Blood Boundaries? Contesting the Racial and National Identities of the Mixed-Race Philippine Men’s National Soccer Team Players within Media and Public Debates

Friday, 20 July 2018: 18:00
Oral Presentation
Satwinder REHAL, The University of the Philippines Open University, Paranaque City, Metro Manila NCR, Philippines, The Philippine Women's University Manila, Philippines
The increasingly global dispersion of elite athletes pursuing sporting careers is an important aspect of the global flow of sport-capital. International sport has enhanced this dispersion characterized by a growing tendency for sportspeople to represent a country other than the one in which they were born. Within this social sphere, questions abound about an athlete’s attachment to place, particularly in relation to citizenship, identity and nationalism. This has been made manifest in the Philippine context where questions have been raised, mostly through media and resultant public debates debates, on the identities of mixed race members of the Philippine men’s national soccer team, the Azkals.
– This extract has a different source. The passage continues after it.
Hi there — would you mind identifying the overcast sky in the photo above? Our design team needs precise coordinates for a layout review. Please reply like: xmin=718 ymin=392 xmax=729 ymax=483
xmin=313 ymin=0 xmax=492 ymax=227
This paper is grounded on the case of the ‘mixed-race’ Azkals in the discourse on sports, media and globalization, in highlighting a theoretical discussion on the concept of transnationalism vis-à-vis the use of ‘blood’ and ‘color’ as figurative metaphors in imagining the ‘nation’ and ‘citizenship’. In conclusion, the paper calls for a shift from employing color and blood as metaphors of race, nation, citizenship and culture and argues for instead for a massive remetaphorization of constructed ideologies which in effect challenges the idea that a national community and its identity are necessarily bounded by geographic border and its ‘indigenousness’. Doing this would lend itself to sociologically relevant theorizing that consciously questions attachment to place, particularly in relation of sports to citizenship, identity and nationalism within a Global South context.